My friends never said a word about my skiing when I climbed back into the boat or when we parted ways for our various homes. But, deep inside, I knew I had created a stalwart memory that would be my friend when other memories hid from the storm.
The message of that memory was this:
“When a situation calls for strength of will,
call upon the memory of Lake Billy Chinook.”
Water Skiing Memories Return
Little did I know that my two clearest memories of water skiing in my youth would later come to my aid during a crisis. During my glue mixing days at the plywood mill, I ingested several toxic chemicals including formaldehyde, phenol, and caustic soda over, not months, but years. Much later in my life, as I was completing an aggressive cleanse when I was working for a Water District as a water quality specialist, those chemicals overwhelmed my body and broke through the blood brain barrier.
As I struggled for survival, I remembered my skiing memories. It was as if the Memory Master, sometimes also called “the Dream Master,” had given me those experiences in preparation for my near-death drama. Two weeks after my cleanse, I was barely able to drive a car or speak coherently. Collecting water samples in small containers was one thing; opening fire hydrants and flushing distribution lines—another part of my job—was quite another.
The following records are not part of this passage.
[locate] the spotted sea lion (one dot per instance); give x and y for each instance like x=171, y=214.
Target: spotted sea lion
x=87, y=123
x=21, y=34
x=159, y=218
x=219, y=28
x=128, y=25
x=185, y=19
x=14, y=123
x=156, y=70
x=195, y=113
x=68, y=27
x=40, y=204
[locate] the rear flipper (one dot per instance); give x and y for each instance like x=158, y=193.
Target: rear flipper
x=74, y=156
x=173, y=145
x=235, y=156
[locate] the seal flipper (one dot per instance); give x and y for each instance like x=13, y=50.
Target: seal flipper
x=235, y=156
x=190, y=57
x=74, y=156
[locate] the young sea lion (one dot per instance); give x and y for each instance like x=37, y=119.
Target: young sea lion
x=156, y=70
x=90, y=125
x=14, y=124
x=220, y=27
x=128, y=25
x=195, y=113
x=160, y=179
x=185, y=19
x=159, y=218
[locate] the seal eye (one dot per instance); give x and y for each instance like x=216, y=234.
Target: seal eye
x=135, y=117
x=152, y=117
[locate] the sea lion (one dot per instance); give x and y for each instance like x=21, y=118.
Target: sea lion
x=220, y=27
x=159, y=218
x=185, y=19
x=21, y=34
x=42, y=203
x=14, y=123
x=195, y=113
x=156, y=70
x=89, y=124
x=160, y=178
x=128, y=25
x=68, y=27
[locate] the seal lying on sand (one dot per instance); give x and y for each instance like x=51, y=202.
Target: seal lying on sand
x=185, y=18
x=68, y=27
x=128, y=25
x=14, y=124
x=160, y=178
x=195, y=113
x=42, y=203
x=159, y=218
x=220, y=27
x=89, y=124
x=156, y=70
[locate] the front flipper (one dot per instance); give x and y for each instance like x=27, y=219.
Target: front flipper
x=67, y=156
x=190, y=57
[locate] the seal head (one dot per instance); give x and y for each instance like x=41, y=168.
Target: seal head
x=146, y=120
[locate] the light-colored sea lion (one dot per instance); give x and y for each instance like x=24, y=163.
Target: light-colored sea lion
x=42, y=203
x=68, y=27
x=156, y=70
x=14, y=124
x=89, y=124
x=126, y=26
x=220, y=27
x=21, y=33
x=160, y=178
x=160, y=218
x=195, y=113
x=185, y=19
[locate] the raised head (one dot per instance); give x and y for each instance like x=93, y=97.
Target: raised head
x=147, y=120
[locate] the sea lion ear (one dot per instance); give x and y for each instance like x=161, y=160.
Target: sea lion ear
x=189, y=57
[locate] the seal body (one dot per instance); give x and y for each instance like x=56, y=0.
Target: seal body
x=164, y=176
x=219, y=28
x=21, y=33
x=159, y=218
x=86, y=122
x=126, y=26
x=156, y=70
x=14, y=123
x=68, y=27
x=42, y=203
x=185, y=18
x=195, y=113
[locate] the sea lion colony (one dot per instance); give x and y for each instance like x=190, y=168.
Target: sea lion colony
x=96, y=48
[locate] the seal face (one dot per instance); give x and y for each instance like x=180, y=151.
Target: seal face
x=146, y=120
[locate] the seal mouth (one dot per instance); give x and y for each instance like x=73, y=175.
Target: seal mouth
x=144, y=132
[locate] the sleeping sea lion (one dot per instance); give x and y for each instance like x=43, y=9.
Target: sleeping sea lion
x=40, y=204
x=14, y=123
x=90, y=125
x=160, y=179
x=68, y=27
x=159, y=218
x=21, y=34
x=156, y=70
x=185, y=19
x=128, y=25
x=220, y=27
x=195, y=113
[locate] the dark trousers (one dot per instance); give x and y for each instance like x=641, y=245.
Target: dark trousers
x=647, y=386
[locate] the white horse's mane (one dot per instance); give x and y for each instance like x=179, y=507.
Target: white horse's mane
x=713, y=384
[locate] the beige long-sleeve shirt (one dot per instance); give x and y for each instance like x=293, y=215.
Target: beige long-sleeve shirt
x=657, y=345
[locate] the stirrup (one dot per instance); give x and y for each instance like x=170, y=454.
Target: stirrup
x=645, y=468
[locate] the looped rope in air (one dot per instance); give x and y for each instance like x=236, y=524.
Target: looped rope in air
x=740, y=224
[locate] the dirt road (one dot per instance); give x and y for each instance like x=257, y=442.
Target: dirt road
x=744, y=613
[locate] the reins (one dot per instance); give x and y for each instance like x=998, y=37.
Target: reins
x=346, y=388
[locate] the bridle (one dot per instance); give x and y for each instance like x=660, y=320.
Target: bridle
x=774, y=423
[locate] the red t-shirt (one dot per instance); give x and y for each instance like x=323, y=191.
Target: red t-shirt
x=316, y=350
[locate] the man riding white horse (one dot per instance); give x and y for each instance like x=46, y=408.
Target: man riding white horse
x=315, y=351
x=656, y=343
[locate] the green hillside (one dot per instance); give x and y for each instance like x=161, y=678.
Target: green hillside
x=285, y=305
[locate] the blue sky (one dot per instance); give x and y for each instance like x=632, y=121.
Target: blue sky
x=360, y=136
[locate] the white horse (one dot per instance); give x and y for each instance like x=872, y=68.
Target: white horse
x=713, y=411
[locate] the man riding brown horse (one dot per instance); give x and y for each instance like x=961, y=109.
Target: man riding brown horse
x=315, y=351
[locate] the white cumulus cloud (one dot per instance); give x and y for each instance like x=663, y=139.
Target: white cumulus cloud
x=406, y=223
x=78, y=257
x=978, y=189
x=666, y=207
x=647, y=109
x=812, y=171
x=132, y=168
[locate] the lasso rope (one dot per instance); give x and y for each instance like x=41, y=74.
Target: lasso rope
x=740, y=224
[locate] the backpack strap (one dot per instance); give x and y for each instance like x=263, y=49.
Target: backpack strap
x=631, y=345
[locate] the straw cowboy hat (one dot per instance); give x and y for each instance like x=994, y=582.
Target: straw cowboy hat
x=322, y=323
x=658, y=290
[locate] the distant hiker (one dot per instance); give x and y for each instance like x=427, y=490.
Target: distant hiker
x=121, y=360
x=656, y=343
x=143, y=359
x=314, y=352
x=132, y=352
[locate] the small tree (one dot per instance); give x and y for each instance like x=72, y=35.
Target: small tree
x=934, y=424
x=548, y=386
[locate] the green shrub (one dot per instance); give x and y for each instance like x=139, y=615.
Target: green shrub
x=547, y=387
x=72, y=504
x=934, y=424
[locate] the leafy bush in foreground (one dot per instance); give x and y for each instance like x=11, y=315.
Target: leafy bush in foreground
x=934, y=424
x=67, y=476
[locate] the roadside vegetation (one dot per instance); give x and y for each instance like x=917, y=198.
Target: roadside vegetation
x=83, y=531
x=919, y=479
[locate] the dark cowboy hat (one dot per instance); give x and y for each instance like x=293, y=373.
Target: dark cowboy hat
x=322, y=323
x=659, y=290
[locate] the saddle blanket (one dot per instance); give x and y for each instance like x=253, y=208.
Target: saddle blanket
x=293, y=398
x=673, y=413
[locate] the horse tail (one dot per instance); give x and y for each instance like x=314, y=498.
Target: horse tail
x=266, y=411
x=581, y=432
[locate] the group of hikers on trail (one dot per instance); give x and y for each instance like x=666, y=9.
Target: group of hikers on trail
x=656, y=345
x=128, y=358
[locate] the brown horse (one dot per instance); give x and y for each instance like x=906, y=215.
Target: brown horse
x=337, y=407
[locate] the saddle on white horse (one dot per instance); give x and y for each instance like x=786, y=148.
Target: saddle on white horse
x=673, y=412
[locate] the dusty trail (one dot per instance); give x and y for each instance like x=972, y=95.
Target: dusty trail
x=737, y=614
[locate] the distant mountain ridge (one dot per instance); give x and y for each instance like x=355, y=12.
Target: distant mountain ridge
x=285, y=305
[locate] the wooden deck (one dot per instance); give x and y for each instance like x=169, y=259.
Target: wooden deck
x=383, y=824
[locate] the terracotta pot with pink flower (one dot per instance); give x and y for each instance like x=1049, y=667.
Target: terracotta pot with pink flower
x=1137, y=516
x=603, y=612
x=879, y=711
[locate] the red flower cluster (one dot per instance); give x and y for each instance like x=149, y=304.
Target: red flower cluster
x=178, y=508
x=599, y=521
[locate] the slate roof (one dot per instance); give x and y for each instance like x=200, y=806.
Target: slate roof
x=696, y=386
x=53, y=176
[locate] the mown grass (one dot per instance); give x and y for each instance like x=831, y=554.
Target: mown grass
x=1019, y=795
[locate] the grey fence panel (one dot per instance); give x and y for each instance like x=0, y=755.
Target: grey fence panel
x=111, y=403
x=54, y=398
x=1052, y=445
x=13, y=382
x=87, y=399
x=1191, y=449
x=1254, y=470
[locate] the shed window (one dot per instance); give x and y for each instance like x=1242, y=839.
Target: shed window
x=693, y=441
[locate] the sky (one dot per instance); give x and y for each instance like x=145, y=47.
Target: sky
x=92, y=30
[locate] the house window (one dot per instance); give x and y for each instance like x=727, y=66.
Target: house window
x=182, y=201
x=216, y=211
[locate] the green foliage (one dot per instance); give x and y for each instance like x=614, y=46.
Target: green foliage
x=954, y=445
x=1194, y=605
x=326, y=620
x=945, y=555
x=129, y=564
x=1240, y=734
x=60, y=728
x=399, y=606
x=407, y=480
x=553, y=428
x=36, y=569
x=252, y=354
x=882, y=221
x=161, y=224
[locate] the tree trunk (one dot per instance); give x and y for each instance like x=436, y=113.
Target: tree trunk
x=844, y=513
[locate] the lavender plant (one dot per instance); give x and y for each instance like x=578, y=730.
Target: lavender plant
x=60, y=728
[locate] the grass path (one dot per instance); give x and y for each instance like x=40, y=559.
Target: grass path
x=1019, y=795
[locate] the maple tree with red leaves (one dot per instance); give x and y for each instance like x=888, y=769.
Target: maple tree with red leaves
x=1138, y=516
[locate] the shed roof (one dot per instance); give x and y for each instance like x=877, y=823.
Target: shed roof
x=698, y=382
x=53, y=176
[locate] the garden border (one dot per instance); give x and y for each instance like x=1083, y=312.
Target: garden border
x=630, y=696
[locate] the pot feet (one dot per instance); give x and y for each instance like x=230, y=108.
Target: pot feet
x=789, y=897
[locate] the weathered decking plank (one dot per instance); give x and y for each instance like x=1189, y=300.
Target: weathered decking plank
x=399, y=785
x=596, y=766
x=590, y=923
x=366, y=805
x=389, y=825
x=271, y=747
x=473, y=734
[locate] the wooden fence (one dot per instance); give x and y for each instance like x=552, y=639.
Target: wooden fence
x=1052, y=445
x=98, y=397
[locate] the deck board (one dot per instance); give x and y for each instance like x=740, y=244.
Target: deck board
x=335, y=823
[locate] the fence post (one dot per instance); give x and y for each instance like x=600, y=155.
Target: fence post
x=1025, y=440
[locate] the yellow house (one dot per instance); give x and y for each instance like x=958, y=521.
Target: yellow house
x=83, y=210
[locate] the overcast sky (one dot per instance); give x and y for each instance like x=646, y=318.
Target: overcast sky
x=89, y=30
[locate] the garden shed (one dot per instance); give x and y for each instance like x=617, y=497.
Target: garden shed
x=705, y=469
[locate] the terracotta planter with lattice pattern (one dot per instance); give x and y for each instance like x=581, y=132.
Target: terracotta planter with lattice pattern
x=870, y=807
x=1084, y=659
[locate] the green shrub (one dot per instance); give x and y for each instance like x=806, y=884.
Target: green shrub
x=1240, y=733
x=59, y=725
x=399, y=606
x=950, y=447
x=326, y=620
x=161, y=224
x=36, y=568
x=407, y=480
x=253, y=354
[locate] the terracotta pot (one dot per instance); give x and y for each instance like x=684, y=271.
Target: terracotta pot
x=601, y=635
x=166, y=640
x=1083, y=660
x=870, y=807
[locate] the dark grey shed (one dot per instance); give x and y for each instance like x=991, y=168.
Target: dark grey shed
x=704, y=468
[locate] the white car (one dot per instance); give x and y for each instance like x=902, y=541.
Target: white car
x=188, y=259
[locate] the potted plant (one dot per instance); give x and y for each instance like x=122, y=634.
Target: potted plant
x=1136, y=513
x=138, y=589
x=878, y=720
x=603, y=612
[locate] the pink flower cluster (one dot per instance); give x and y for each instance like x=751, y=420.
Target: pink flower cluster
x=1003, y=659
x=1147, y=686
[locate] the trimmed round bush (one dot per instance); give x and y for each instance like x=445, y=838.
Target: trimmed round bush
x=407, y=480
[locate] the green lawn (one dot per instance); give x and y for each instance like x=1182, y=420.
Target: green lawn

The day I returned after my “two-week vacation,” my supervisor informed me that he wanted to take some photos of me opening a hydrant for a company brochure. I give “Lake Billy Chinook” credit for getting me through the day.
My energy ran out midway through my task. By calling on the memory of Lake Billy Chinook and summoning my will power, I was able to open the hydrant and manage a half-hearted smile for the camera. Had I not experienced throwing my will against the water to help hold me up, I would never have known such a thing was possible.
Recovery from my chemical brain injury and compromised body spanned months, then ran into years. Six months after my injury, I contemplated suicide by sleeping pills. My brain was both fried and scrambled. Only divine intervention got me through my first year back at work.
The message I garnered from my memory of skiing with Eldon came to help. What was I willing to sacrifice to gain something valuable, good health again? After my near-death experience, my diet completely changed. If you know anyone who has acute food allergies or chemical toxicity, you’ll get some idea of what I endured.
I could eat only steamed organic vegetables, organic eggs, and meat. If I ate a single almond, my muscles would seize up. Stimulants, sugar, carbs, wheat, soy, nuts? All scratched from my list for one reason or another.
When I asked my Nutritional Response Testing practitioner if I would ever heal, he answered, “In time.”
Would I be willing to sacrifice the foods, sweets, and drinks that I loved for a return to good health? he asked. Remembering my skiing adventures with Eldon, I answered, “Absolutely.”
Al Coffman
Sublime.
Michael Avery
Thank you for the kind word, Al!
Linda
Thank you for reliving your experience again while telling your story of strength, courage, and hope. It was inspirational.